On the first ground: The lift installer, defendant Manion, testified that the air compressor was turned off by him a few hours before the accident because he and his men were working on linking up the two lifts, the old and the new, to the common air source. Leaving the premises temporarily, he tied a rope *168around the defective air valve to indicate that it was not to be used. He also testified that the day before and again on the morning of the accident he had told the service station people that the- old lift could not be used as he was interrupting the air supply. The service station employee testified that he sought to use the old lift and that he would not turn on the air compressor when he found it in the ‘ ‘ off ” position until his superior first told him to do so. This sufficed to create an issue of fact whether the service station people had been told not to use the air compressor (as distinguished from the tied air valve), and, therefore, the old lift, that day, and that its employees so understood the instructions. The jury, of course, by its general verdict resolved that issue in favor of plaintiff administratrix.
On the second ground: There was testimony that the installation -of a car lift involved various dangers in connection with which detailed safety instructions were issued by the. manufacturer and were available to the contractor. The trial court submitted to the jury the issue as one of fact whether the work was inherently or intrinsically dangerous, in which event the service station owner would be liable for the negligence of Manion, the independent contractor, who was installing the new lift.
Restatement, Torts, Second, states the rule applicable to the vicarious liability of an owner for work done by an independent contractor involving special dangers: ‘ ‘ One who employs an independent contractor to do work involving a special danger to others which the employer knows or has reason to know to be inherent in or normal to the work, or which he contemplates or has reason to contemplate when making the contract, is subject to liability for-physical harm caused to such others by the contractor’s failure to take reasonable precautions against such danger.” (§427.)
The rule to be applicable does not require that the work be “highly dangerous ” (Comment c), and is not to be confused with the rule applicable to work involving ‘ ‘ abnormally dangerous activity” (id. at § 427A). (To similar effect, see Prosser, Torts [3d ed.], § 70, pp. 484-486; 27 Am. Jur., Independent Contractors, § 39; 57 C. J. S., Master and Servant, § 590, subd. b.) The law of New York is the same; see Besner v. Central Trust *169Co. (230 N. Y. 357, 362), involving the replacement of doors on a freight elevator while the elevator was, at the owner’s request, kept in use; Rohlfs v. Weil (271 N. Y. 444, 448), involving insecurely fastened scaffolding which fell (28 N. Y. Jur., Independent Contractors, § 25).

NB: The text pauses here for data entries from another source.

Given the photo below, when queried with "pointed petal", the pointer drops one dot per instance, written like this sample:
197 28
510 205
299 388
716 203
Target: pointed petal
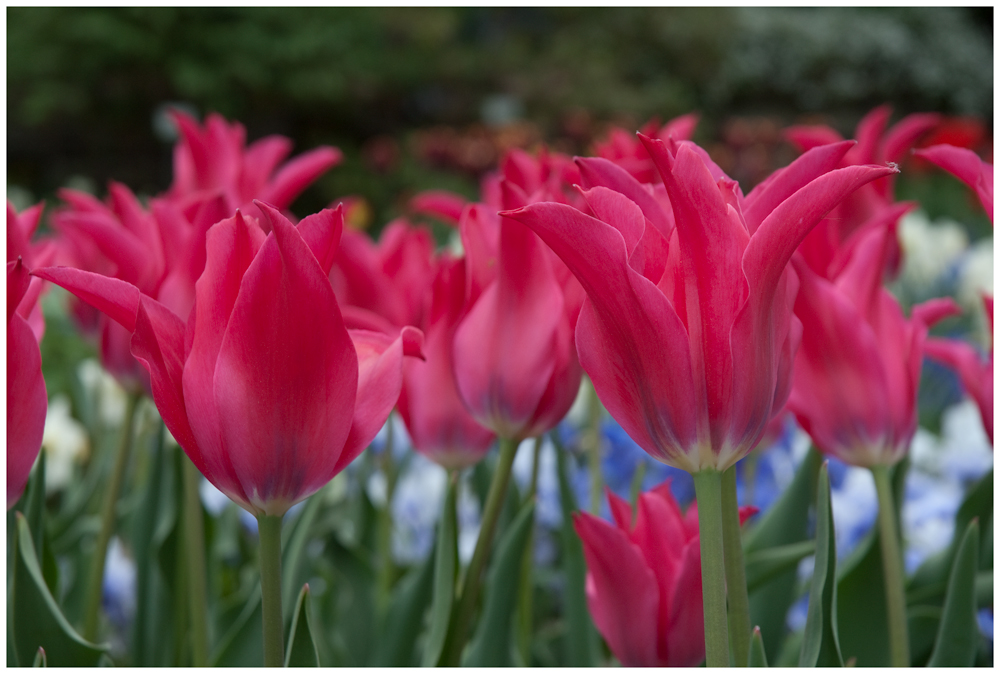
621 592
298 174
629 339
117 299
380 379
286 377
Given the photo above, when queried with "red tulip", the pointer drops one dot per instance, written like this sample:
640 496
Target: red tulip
26 398
967 167
687 331
515 361
871 207
264 387
644 580
858 368
430 405
975 371
213 159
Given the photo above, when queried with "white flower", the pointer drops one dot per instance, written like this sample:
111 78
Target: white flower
65 443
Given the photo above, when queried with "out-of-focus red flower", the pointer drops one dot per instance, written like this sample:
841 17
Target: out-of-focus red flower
430 405
872 206
974 369
644 580
264 387
214 158
624 149
687 331
26 397
858 367
967 167
21 228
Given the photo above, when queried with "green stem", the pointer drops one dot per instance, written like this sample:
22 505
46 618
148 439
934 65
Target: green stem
708 491
526 590
592 441
892 569
95 582
736 579
269 529
473 577
194 549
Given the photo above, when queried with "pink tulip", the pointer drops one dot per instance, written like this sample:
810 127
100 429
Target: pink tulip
644 580
26 397
430 405
214 159
975 370
264 387
687 331
967 167
858 368
872 206
391 278
625 150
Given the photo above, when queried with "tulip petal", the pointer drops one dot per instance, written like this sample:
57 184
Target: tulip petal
286 377
621 592
380 379
629 339
115 298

The issue is generally one of fact to be determined by the fact-finder (Wright v. Tudor City Twelfth Unit, 276 N. Y. 303, 307; Krauthamer v. 443-4th Ave. Corp., 2 A D 2d 699; cf. Schwarts v. Merola Bros. Constr. Corp., 290 N. Y. 145, 152).
Thus, the principle involved is that of nondelegable duty, the service station owner’s responsibility being vicarious and not depending upon evidence of its own negligence.
Accordingly, the order of the Appellate Division should be affirmed in all respects.
Chief Judge Fuld and Judges Van Voorhis, Scileppi and Bergan concur with Judge Keating; Judge Breitel dissents, in part, and votes to affirm in an opinion in which Judge Burke concurs.
Order modified by dismissing the complaint against Smith, with costs to defendant Smith against plaintiff, and, as so modified, affirmed, with costs to plaintiff and defendant, Joyce Cridland Company, against Manion.